Además, la única forma que queda después de quitarse de encima esa carga es admitir haberse equivocado, poniendo así en cuestión una parte de la propia vida. Una tarea muy trabajosa que, sin embargo, si se tiene el valor suficiente, puede abrir horizontes de auténtica libertad. Quizá nuestras bisabuelas ni siquiera se planteaban el problema de aceptar o no dar la vida. No había anticonceptivos, el aborto era mucho más difícil. La única realización posible era la familia. En muchos casos, vista como una jaula. Por lo tanto, no echamos de menos aquellos tiempos de muy pocas preguntas, cabeza baja y pedaleo forzado. Pero nosotras, ahora, sí que podemos abrazar nuestro camino por propia elección, sin frustraciones, no porque sea un camino obligatorio, o el único posible, sino porque, habiendo estudiado y teniendo el mundo ante nosotras, hemos comprendido que vale la pena vivir para dar la vida.
Si aceptamos eso, saldremos de nuestra lógica asfixiante.
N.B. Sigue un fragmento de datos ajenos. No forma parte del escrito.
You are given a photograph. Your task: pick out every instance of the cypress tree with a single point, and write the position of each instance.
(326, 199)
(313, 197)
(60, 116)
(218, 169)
Y entonces cada vez que nos dejemos importunar por las exigencias de la vida daremos un gran paso adelante. Cuando aprendas a estar en tu sitio, no sólo a soportar, sino incluso a amar las cargas de la vida, no porque te guste sufrir —¿a quién le gusta?—, sino porque sabes que esa fatiga le hace bien a algún otro, a tu marido, a tus hijos, a quien decidas echarle una mano, cuando llegues ahí, entonces habrás recorrido un buen trecho. Mis hijos dirían —en el lenguaje de los videojuegos— que te has convertido en un enano calvo de nivel cuarenta y dos…
He visto a muchas personas transformarse de este modo y comenzar a dar la vida. No hablo sólo de madres y de padres, por favor. No obstante, los hijos te obligan, por fuerza, a hacer ese camino. No han de hacerlo sólo las madres, es verdad, pero para ellas el camino —de un día para otro tu vida ya no te pertenece— es inmediato y apabullante.
Ya no decides cuándo duermes, cuándo comes, cuándo te duchas. Ya no decides cuándo estás de mal humor ni cuándo una jornada es anodina y no decisiva. No decides cuándo leer o cuándo telefonear. Con todo, he conocido a muchas mujeres inquietas que, en esta pérdida de sí mismas, han encontrado la paz. No pobres frustradas, con vidas vacías y deprimentes que finalmente han encontrado un porqué, sino también mujeres ingenieros, médicos, abogadas, magistradas y profesoras de universidad. Mujeres ya realizadas y felices que, en cierto momento, en la encrucijada, pasan a la otra orilla y comienzan a servir. Renuncian a ser estupendas en todo, renuncian a tener las manos arregladas y los zapatos a juego con el bolso, la piel sin arrugas y conversaciones al día, y empiezan a ocuparse de algún otro. No porque ya no les gusten los zapatos a juego y la manicura, sino porque les gusta todavía más la felicidad de algún otro.
Y a cambio, ¿cómo decirlo sin provocar dolor de muelas?, ¿qué se recibe a cambio? Besos, lametones, roces, caricias y palmaditas cariñosas en la espalda, miradas de adoración, declaraciones de amor, proposiciones de matrimonio —indiscriminadas, de varones y hembras—, prestigiosos trabajos manuales de guardería, audaces poemas de clase de primaria, montones de cartitas escritas con letra temblorosa, «mamá, te quiero mucho», «papá es guapo», escucha incondicional y sin filtros (si lo ha dicho mamá o, aún más, la autoridad suprema, papá…), y puedes descubrir el poder curativo de los besos y las tiritas, los brazos que consuelan y alejan a los monstruos, los ojos que ven en la oscuridad y las palabras que revelan la realidad.